You can see the comparison in performance between LAION-5B retrieval and actual reconstructions in the paper. When retrieving from a large enough database like LAION-5B, we can get images that are quite similar to the seen images in terms of high level content, but not so similar in low-level details (relative position of objects, colors, texture, etc). Reconstruction with diffusion models does much better in terms of low-level metrics.


How is contrastive learning done with one model, exactly?

I agree only one is used in inference, but two are needed for training (otherwise how do you calculate a meaningful loss function?). Notice in the original CLIP paper, there's an image encoder and a text encoder, even though only the text encoder is used during inference. [0]

[0] https://arxiv.org/pdf/2103.00020.pdf


There are 2 submodules in our model — a contrastive submodule and a diffusion prior submodule, but they still form 1 model because they are trained end-to-end. In the final architecture that we picked there is a common backbone that maps from fMRIs to an intermediate space. Then there is an MLP projector that produces the retrieval embeddings and a diffusion prior that produces the stable diffusion embeddings.

Both the prior and MLP projector makes use of the same intermediate space, and the backbone + projector + prior are all trained end-to-end (the contrastive loss on the projector output and mse loss on prior outputs are simply added together).

We found that this works better than first training a contrastive model then freezing it and training a diffusion prior on its outputs (similar to CLIP + DALLE-2). That is, the retrieval objective improves reconstruction and the reconstruction objective slightly improves retrieval.


If it's still retrieving an image and not reconstructing it, if the dataset is large enough that's decently fine, but this is generally not how diffusion models work in general and I'd have expected the model to map the fMRI data to a wholly new image.


Please read the paper. Or at least the blog post. It's really quite readable.

They explain that they've done both retrieval and reconstruction, and have lots of pictures showing examples of each.

https://medarc-ai.github.io/mindeye/


If you can retrieve an image using a latent vector, it’s trivial to reconstruct it (decently well) with a diffusion model.


They tested themselves both on retrieval and reconstruction.


That one was a bit like not hotdogs: https://www.youtube.com/watch?v=ACmydtFDTGs


This is SO COOL. I'd guess (I did analysis for an fMRI lab for a year so I'm not a pro but not totally talking out of my orifice) that detecting images like this is among the easier things you could do (it probably wouldn't be so easy to do things like "guess the words I'm thinking of") and I suspect other sensory stuff might be harder but I have little knowledge there.

One of the biggest issues with any attempt to extract information from an fMRI scan is resolution, both spatial and temporal - this study used 1.8mm voxels which is a TON of neurons (also recall that fMRIs scan blood flow, not neuron activity - we just count on those things being correlated). Temporally, fMRI sample frequency are often <1hz. I didn't see that they mentioned a specific frequency, but they showed images to the subject for 3 seconds at a time so I'd guess that's designed to ensure you get a least a frame or three while the subject is looking at the image. You can sort of trade voxel size for sample frequency - so you can get more voxels, or more samples, but not both. So detecting things that happen quickly (like, say, moving images or speech) would probably be quite hard (even if you could design an ai thingey that could do it, getting the raw data at the resolution you'd need is not currently possible with existing scanners)

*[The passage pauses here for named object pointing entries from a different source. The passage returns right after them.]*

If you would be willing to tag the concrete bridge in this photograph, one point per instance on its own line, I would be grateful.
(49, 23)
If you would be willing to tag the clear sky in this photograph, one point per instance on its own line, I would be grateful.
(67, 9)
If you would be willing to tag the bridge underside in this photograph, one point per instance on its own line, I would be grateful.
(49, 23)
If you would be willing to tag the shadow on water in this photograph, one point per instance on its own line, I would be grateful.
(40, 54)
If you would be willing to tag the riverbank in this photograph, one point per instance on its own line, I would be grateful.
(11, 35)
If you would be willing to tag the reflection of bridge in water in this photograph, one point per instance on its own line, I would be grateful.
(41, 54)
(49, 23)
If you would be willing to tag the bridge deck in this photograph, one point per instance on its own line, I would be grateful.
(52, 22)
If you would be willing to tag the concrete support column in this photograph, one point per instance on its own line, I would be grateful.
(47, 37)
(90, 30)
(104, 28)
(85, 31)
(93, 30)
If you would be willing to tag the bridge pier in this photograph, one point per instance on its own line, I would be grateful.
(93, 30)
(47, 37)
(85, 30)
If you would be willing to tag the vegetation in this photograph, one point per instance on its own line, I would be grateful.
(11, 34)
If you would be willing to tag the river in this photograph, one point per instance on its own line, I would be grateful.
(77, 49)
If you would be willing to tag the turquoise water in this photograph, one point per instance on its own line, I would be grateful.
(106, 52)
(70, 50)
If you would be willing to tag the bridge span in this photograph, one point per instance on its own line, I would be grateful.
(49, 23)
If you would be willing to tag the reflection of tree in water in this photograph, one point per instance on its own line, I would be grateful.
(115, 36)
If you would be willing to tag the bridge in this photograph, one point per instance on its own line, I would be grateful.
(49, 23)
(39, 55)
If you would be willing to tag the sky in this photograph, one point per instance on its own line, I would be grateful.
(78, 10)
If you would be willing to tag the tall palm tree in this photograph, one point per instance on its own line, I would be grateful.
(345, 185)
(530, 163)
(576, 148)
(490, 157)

Also, not all brain functions are as clearly localized as vision - the visual cortex areas in the back of the brain map pretty directly to certain kinds of visual stimulus, while other kinds of stimulus and activity are much less localize (there isn't a clear "lighting up" of an area). You can get better resolution if you only scan part of the brain (i.e. the visual cortex) (I don't know if that's what they did for this study), but that's obviously only useful for activity happening in a small part of the brain.

ANYWAY SO COOL!!! I wonder if you could use this to draw people's faces with a subject who is imagining looking at a face? fMRI police sketch? How do brains even work!?

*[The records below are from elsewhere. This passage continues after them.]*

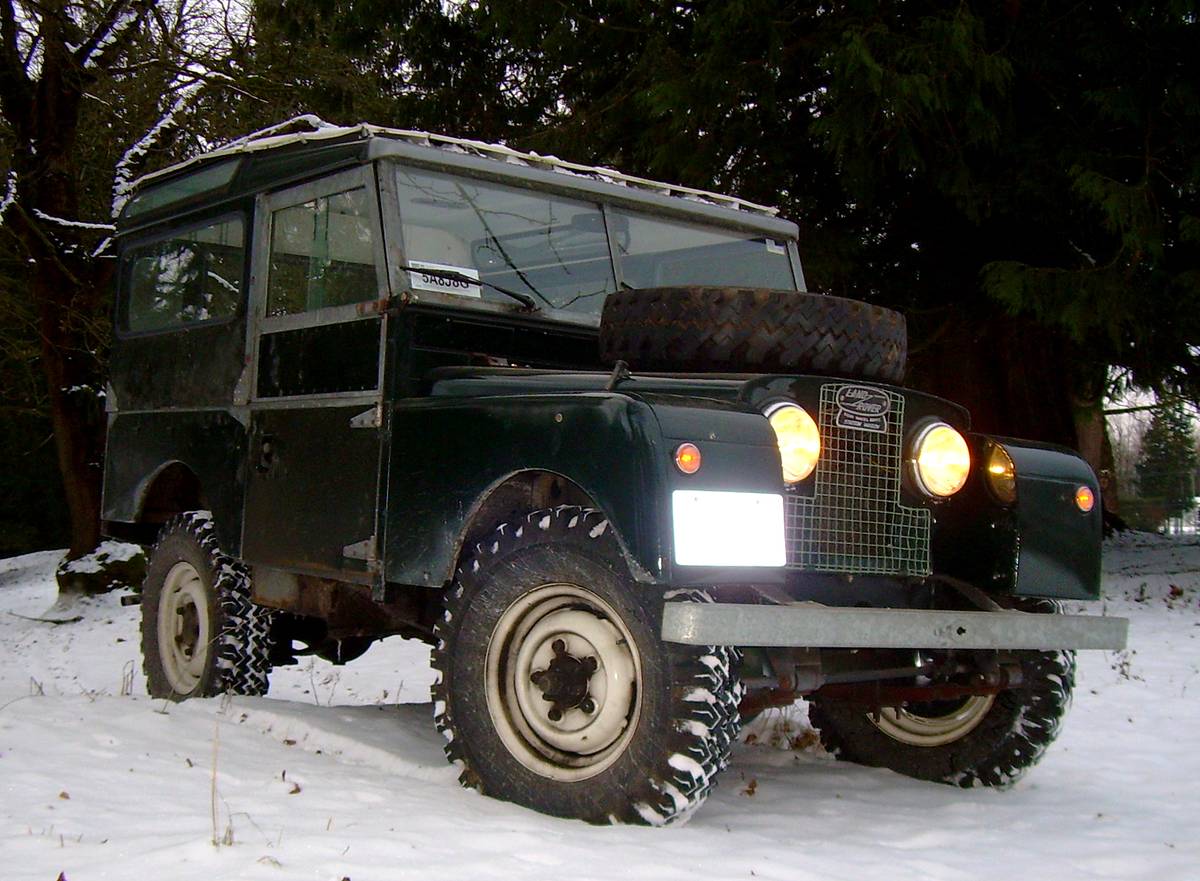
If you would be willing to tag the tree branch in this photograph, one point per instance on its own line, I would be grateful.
(113, 34)
(16, 89)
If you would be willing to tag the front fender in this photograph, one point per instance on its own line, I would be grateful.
(447, 454)
(1041, 546)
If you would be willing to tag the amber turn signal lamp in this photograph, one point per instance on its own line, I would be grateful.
(688, 459)
(1001, 474)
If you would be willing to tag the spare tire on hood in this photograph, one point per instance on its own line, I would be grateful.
(756, 330)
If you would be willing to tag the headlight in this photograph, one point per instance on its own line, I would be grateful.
(941, 460)
(799, 442)
(1001, 474)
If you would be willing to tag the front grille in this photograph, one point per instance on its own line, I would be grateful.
(855, 521)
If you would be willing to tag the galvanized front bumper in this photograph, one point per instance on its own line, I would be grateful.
(811, 625)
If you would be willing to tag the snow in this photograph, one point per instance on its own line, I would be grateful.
(77, 225)
(106, 552)
(339, 772)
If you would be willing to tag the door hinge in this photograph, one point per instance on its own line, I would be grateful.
(364, 550)
(369, 419)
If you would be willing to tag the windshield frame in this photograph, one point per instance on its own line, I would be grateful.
(603, 195)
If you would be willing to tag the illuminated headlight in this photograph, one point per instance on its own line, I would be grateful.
(799, 442)
(941, 460)
(1001, 474)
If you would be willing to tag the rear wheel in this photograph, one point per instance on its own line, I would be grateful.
(201, 633)
(556, 690)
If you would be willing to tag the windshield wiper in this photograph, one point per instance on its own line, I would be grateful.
(462, 279)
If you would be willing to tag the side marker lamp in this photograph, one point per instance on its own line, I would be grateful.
(688, 459)
(1001, 474)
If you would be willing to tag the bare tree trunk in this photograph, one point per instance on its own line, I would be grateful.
(71, 377)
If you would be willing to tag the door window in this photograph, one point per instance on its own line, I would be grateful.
(322, 255)
(187, 279)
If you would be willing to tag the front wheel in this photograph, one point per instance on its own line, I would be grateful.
(979, 741)
(556, 690)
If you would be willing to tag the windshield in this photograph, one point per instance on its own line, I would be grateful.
(657, 252)
(551, 249)
(475, 237)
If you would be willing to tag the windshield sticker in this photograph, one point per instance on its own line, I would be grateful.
(441, 279)
(863, 408)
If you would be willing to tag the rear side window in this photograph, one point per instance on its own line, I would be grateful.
(189, 279)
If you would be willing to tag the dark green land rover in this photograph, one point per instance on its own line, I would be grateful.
(592, 439)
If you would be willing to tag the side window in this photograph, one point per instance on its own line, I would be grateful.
(187, 279)
(322, 255)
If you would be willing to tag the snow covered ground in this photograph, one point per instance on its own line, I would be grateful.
(339, 773)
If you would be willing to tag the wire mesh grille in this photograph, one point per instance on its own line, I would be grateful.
(855, 521)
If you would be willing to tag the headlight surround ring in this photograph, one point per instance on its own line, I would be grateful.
(797, 437)
(940, 460)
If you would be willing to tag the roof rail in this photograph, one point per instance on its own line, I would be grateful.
(309, 127)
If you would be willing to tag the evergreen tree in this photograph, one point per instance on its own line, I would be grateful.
(1167, 467)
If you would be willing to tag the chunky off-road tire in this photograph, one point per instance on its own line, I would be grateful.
(201, 633)
(555, 690)
(753, 330)
(977, 742)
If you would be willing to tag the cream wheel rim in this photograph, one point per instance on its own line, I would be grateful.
(918, 730)
(562, 678)
(185, 630)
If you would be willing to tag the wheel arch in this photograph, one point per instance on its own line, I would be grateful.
(171, 489)
(533, 489)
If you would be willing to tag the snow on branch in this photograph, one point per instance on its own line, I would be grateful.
(124, 177)
(119, 21)
(10, 193)
(64, 222)
(306, 119)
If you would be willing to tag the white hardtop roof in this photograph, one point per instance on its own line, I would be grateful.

Yeah using data from a 7T MRI giving higher spatial resolution definitely helps!

The fMRI dataset includes signal from the whole brain but we only use the data from the visual cortex for this study.


Are you able to extract an image showing the screen in the fMRI machine, as the subject can see it in between pictures ?


We did have a face reconstruction project planned. It is on the back-burner for now. That one will be based on something like the Celeb-A dataset instead of the Natural Scenes Dataset (images from MS-COCO) used here.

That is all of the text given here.